Le référentiel ISO 26000 n’est ni une règle stricte ni une base de certification, mais simplement un recueil de lignes directrices et de bonnes pratiques. Elles s’organisent en 36 domaines d’action articulés autour de 7 axes principaux.
Une installation récente et tardive dans le paysage institutionnel, mais qui témoigne d’un mouvement de fond
L’idée que les entreprises doivent faire de la RSE, doivent être responsables, prend ses racines dans les travaux de certains managers américains dans les années 1950. Ils défendent l’idée que si les entreprises ne se concentrent plus uniquement sur leurs profits mais aussi sur l’impact qu’elles ont sur la société, elles en tireront bénéfice. Howard Bowen publie en 1953 un ouvrage intitulé « La responsabilité sociale du businessman » dans lequel il explique pourquoi les entreprises ont intérêt à être plus responsable et donne la première définition « reconnue » de la RSE.
L’enjeu de la RSE ne s’est jamais éteint, au contraire, il se renforce ces dernières années, de manière prononcée depuis la crise économique de 2008. En France, une plateforme RSE a été installée par le Premier ministre au sein de France Stratégie en juin 2013. Cette plateforme nationale d’actions globales pour la responsabilité sociétale des entreprises, « émet des avis sur les questions qui lui sont soumises et formule des recommandations sur les questions sociales, environnementales et de gouvernance soulevées par la responsabilité sociétale des entreprises » (article 5 du décret n° 2013-333 du 22 avril 2013 modifié). Cette instance de réflexion institutionnelle semble peiner à trouver sa place et ses travaux à se décliner de manière opérationnelle au sein des entreprises.
La thématique de la RSE s’est invitée dans l’agenda du gouvernement dans le cadre du projet de loi Pacte (Plan d’action pour la croissance et la transformation des entreprises) présenté en conseil des Ministres le 18 avril dernier. Le travail préparatoire de cette loi s’articule autour de 5 thèmes, dont l’un est intitulé « Partage de valeurs et engagement sociétal des entreprises » et est porté par Stanislas GUERINI, député la REM, et Agnès Touraine, présidente de l’Institut Français des Administrateurs.

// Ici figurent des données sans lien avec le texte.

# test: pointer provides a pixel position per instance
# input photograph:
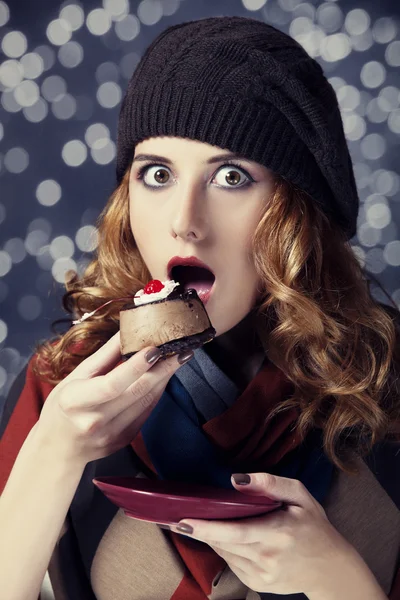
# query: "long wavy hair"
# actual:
(321, 326)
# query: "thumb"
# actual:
(285, 489)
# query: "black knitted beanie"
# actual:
(240, 84)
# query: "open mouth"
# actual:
(197, 278)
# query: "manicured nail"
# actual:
(241, 478)
(185, 357)
(184, 528)
(152, 355)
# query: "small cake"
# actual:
(163, 314)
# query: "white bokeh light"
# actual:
(48, 192)
(14, 44)
(109, 94)
(86, 238)
(98, 21)
(74, 153)
(58, 32)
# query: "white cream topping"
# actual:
(143, 298)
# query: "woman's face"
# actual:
(190, 202)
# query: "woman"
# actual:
(230, 149)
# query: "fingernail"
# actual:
(241, 478)
(185, 356)
(152, 355)
(184, 528)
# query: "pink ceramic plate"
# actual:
(168, 502)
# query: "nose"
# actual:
(189, 218)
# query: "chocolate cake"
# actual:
(163, 314)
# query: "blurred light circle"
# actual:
(11, 73)
(373, 146)
(58, 32)
(105, 154)
(96, 132)
(9, 102)
(4, 13)
(170, 7)
(128, 64)
(70, 55)
(86, 238)
(32, 64)
(3, 331)
(53, 88)
(109, 94)
(64, 108)
(35, 241)
(300, 26)
(348, 97)
(330, 17)
(61, 266)
(128, 28)
(392, 54)
(373, 74)
(47, 55)
(368, 236)
(335, 47)
(378, 215)
(312, 41)
(62, 247)
(42, 224)
(394, 121)
(253, 4)
(74, 153)
(16, 249)
(14, 44)
(150, 11)
(389, 98)
(374, 112)
(16, 160)
(98, 21)
(37, 112)
(357, 21)
(117, 9)
(27, 93)
(5, 263)
(48, 192)
(384, 30)
(29, 307)
(362, 42)
(354, 126)
(73, 15)
(44, 258)
(391, 253)
(107, 71)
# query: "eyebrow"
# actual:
(210, 161)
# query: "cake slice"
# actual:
(163, 314)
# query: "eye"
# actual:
(232, 177)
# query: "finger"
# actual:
(101, 361)
(244, 531)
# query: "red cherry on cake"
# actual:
(153, 286)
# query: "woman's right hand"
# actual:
(99, 407)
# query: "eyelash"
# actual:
(141, 172)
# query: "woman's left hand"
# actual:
(290, 550)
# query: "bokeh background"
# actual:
(64, 68)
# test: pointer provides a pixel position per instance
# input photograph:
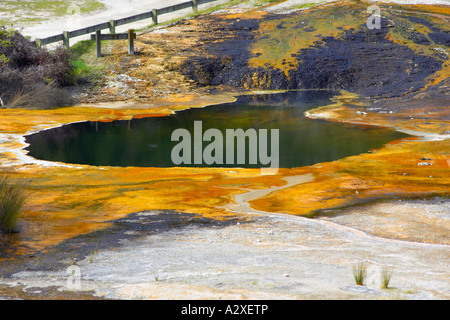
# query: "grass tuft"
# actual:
(12, 198)
(360, 273)
(386, 275)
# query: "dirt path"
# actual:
(115, 9)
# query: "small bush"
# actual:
(30, 76)
(12, 199)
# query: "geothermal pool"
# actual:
(274, 133)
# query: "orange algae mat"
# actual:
(66, 201)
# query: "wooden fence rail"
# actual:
(112, 24)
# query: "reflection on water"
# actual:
(147, 142)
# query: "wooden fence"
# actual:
(112, 24)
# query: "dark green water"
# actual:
(147, 142)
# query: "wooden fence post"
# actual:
(112, 26)
(194, 5)
(155, 16)
(98, 43)
(131, 41)
(66, 41)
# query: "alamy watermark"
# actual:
(229, 149)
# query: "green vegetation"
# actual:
(18, 12)
(360, 273)
(264, 2)
(12, 198)
(86, 69)
(32, 77)
(386, 275)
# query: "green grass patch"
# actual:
(360, 273)
(12, 198)
(19, 12)
(86, 68)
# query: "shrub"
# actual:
(31, 76)
(12, 199)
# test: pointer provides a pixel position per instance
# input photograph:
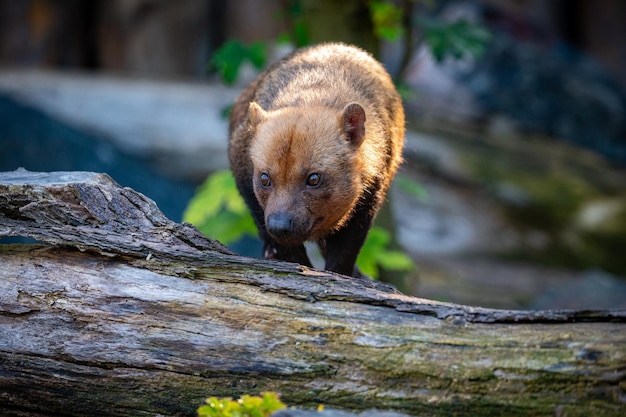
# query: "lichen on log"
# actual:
(123, 312)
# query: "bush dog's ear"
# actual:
(353, 123)
(256, 114)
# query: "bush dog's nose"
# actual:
(279, 224)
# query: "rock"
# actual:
(178, 126)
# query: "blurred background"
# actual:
(513, 191)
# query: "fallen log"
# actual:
(122, 312)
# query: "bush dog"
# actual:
(314, 144)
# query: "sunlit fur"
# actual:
(288, 124)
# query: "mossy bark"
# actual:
(149, 318)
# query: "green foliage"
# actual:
(218, 210)
(457, 39)
(410, 187)
(232, 54)
(376, 254)
(246, 406)
(387, 19)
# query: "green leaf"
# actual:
(387, 19)
(227, 59)
(218, 210)
(457, 39)
(375, 254)
(392, 260)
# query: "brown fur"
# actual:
(330, 110)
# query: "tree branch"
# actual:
(150, 317)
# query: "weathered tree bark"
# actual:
(148, 317)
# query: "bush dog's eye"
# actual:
(314, 180)
(265, 180)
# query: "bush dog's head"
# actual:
(306, 168)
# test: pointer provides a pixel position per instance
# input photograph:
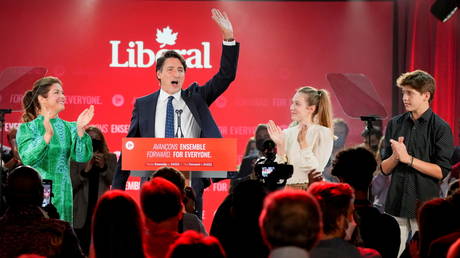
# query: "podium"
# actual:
(204, 157)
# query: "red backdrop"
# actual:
(284, 45)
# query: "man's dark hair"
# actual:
(160, 200)
(291, 218)
(194, 244)
(355, 166)
(419, 80)
(334, 200)
(170, 54)
(24, 187)
(172, 175)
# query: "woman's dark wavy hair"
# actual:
(30, 100)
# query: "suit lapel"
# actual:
(187, 97)
(151, 106)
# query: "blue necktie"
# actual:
(169, 127)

Du club Rodin au Livradois-Forez
La France est en retard sur le sujet. Il faut compter sur certains Think Tank comme le club Rodin, lié aux industries de l’électronique, pour comprendre les enjeux de la RSO dans l’environnement sociétal. L’action militante et pédagogue de ce club, animé par Bernard Bismuth et secondé par l’expert Gérard Capelli, a publié un ouvrage « Réinventer nos PME : le rôle essentiel de la RSE », révélateur dans son approche de la prise de conscience nécessaire pour l’ensemble des organisations présentes sur le territoire français. Cette démarche doit être soutenue par les pouvoirs politiques et les collectivités territoriales à l’heure de la multiplication des colloques et des avancées technologiques liées au développement des villes intelligentes.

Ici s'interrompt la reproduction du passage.